Euro strengthens as Spain’s borrowing costs decline

The euro approached a 10-month high against the dollar as Spain’s borrowing costs fell at a 4.5 billion-euro ($6 billion) sale of bonds, underscoring increased confidence in European debt markets.

The shared currency climbed against most of its 16 major peers, while the yen slid to the weakest level since 2010 after Economy Minister Akira Amari said his earlier comments that excessive weakening of the currency was harmful were misinterpreted. The Swiss franc fell to the weakest level versus the euro since the nation’s central bank imposed an exchange- rate cap in September 2011.
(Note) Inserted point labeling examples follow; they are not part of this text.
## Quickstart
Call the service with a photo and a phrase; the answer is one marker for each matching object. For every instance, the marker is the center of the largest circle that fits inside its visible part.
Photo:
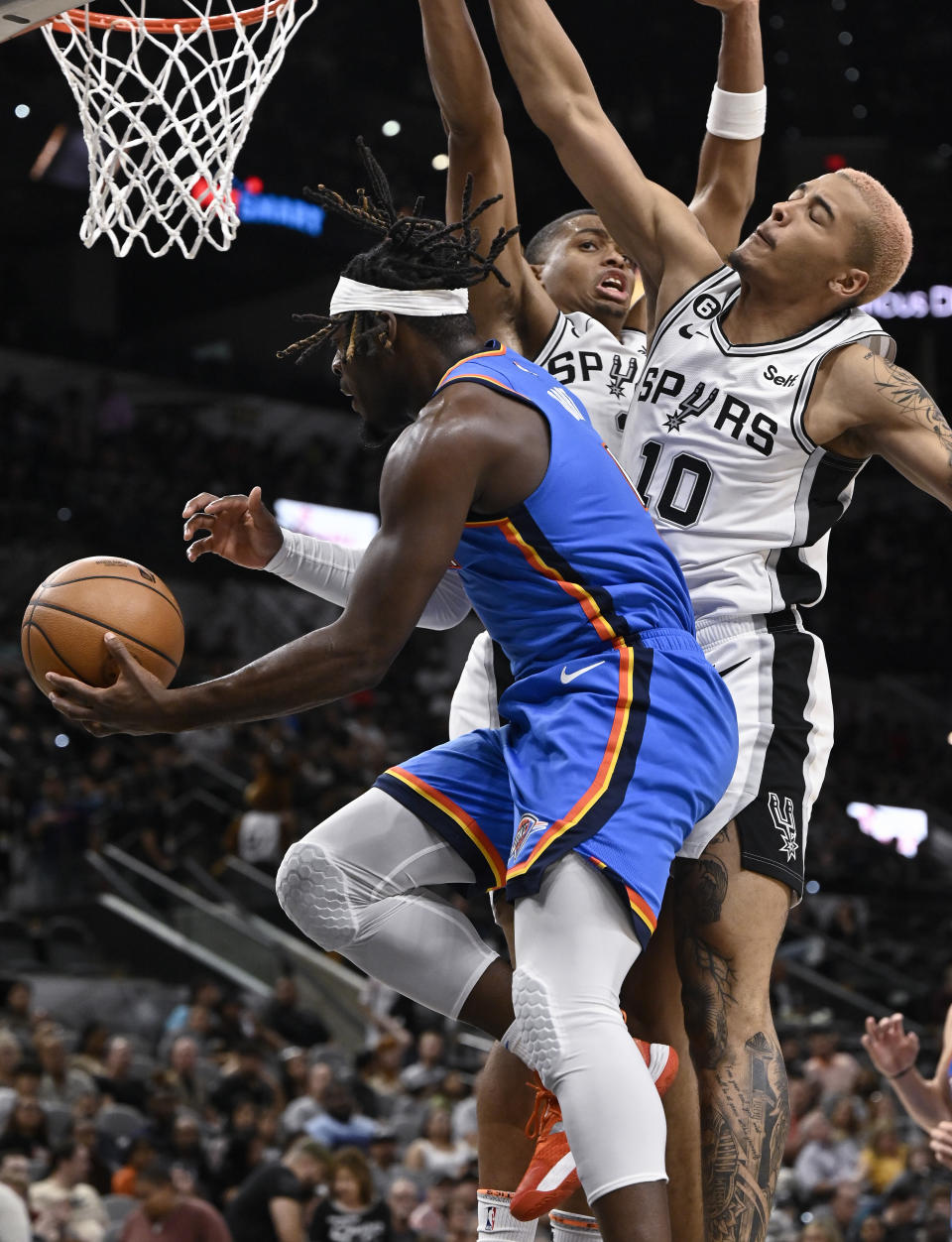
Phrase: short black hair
(415, 252)
(537, 249)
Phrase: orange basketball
(64, 621)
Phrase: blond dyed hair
(886, 239)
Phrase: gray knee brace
(318, 895)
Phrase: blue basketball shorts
(616, 755)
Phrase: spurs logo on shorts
(784, 821)
(527, 824)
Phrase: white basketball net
(166, 114)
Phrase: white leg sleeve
(573, 946)
(356, 886)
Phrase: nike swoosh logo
(726, 672)
(565, 677)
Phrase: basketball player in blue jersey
(765, 392)
(621, 734)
“Investors are reassured that we’re not going to see an imminent deterioration in Europe from a fiscal point of view,” Shaun Osborne, chief currency strategist at Toronto-Dominion Bank, said from Toronto in a telephone interview, “We’ve seen sovereign spreads narrow and market-stress indicators continue to improve.”

The euro appreciated 0.4 percent to $1.3347 at 12:44 p.m. New York time after climbing earlier as much as 0.7 percent. It touched $1.3404 on Jan. 14, the strongest level since Feb. 29. The euro rose 2.1 percent to 119.94 yen. Japan’s currency dropped as much as 1.7 percent to 89.91 per dollar, the weakest level since June 2010, before trading at 89.85.

The dollar pared its loss versus the euro after data showed U.S. housing starts rose 12.1 percent last month, more than forecast, and initial claims for unemployment benefits fell last week to 335,000, the lowest level since January 2008.

Volatility Climbs

Implied volatility climbed for a third day, reaching a four-month high. JPMorgan Chase & Co.’s G7 Volatility Index, based on three-month options on Group of Seven nations’ currencies, reached 8.81 percent, the most since Sept. 3, exceeding its 200-day moving average of 8.74 percent. It fell to 7.06 on Dec. 18, the lowest since August 2007.

Switzerland’s currency slid against all of its 16 most- traded peers except the yen as speculation Europe’s debt crisis is easing sapped demand for haven assets. The franc weakened as much as 1 percent to 1.2490 per euro before trading at 1.2482, down 0.9 percent. The Swiss National Bank capped it at 1.20 per euro after it surged to 1.008 per euro in August 2011.

“People are going back into risk assets,” Eimear Daly, a currency-market analyst at Monex Europe Ltd. in London, said in an interview on Bloomberg Television’s “The Pulse” with Guy Johnson. “People were so concerned about risk and were holding the Swiss franc as a highly liquid asset; now the fear has abated, and that’s going to pull the euro up against the franc.”